All that is required is some admissible evidence that satisfies the Court that the subsequent portion was intended to form part of the earlier, was written prior to execution and was intended to be authenticated by it.”
See also In the Will of Smith [1965] Qd R 177 and In re Brown [1944] VLR 24.
In the present case there is nothing such as “PTO” or “over” on page 1 expressly to indicate that page 2 was intended to be read as part of the will. Further, as counsel for the respondents highlighted, there is an inconsistency between pages 1 and 2: on page 1 there are two beneficiaries named, while of page 2 there is a third (the Bell family). Unlike some of the reported cases on provisions similar to s 10(3), page 2 is not a continuum of what appears on page 1.
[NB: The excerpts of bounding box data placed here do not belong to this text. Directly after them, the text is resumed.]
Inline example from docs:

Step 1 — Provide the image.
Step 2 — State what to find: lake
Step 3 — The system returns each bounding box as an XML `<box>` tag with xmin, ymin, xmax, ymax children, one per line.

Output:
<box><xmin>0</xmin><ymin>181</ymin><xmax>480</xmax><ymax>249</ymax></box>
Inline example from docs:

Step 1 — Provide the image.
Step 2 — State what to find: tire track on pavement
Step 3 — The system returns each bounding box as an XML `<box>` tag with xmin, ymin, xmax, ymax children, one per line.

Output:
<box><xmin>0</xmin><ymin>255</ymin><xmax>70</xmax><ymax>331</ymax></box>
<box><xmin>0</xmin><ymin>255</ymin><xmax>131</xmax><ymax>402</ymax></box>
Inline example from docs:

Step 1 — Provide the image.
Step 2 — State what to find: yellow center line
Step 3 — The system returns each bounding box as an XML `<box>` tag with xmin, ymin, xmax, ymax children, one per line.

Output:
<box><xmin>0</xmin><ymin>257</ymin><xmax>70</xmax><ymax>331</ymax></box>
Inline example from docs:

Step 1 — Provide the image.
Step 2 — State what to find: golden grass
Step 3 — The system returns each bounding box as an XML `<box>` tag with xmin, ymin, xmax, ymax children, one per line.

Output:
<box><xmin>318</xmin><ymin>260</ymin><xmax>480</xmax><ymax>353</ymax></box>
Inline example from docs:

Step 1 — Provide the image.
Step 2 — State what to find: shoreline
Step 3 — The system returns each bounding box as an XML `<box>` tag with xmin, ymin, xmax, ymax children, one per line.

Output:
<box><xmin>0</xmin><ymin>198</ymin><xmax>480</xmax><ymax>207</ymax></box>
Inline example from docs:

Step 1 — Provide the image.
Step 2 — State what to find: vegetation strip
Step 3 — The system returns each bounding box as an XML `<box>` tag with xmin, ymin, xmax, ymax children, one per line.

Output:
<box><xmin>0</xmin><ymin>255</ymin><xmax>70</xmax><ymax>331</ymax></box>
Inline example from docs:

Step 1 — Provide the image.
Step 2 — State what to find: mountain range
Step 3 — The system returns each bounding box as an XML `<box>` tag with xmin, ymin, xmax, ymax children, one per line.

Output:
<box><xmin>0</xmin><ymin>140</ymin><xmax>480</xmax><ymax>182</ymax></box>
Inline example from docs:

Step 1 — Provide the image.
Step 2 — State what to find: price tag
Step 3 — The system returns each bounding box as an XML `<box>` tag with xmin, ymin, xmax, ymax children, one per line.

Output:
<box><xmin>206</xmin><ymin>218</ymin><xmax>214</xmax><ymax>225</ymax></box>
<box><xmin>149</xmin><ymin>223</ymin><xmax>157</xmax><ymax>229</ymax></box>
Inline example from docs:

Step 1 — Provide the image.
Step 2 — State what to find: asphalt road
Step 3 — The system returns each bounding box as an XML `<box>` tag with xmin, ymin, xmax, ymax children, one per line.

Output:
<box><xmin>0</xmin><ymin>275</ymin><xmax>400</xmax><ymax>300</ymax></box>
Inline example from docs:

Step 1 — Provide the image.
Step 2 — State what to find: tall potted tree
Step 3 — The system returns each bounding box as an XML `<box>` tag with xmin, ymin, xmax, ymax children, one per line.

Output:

However, there is the evidence of the attesting witnesses that page 2 was completed before the will was signed on page 1, the handwritten material on pages 1 and 2 is all in the writing of the deceased, and it appears all to have been produced with the same pen. Although the names of two beneficiaries appear in the dispositive provision on page 1, that provision is incomplete in that it does not contain any description of the property they were to be given. In my view there is sufficient evidence to establish that the deceased intended that page 2 form part of the will. Accordingly, probate should be granted of both pages 1 and 2, subject to the formal requirements of the Registry.
Both counsel asked me to rule upon the proper construction of clause 2 on page 1 in the event that only page 1 was admitted to probate. It is unnecessary for me to do so in the circumstances. Suffice it to say that, in leaning against an intestacy, I would have been inclined to hold that the two named beneficiaries took the whole estate as tenants in common in equal shares.
Order: That probate of pages 1 and 2 of the will dated 22 February 2000 and the codicil dated 22 February 2000 issue subject to the formal requirements of the Registrar.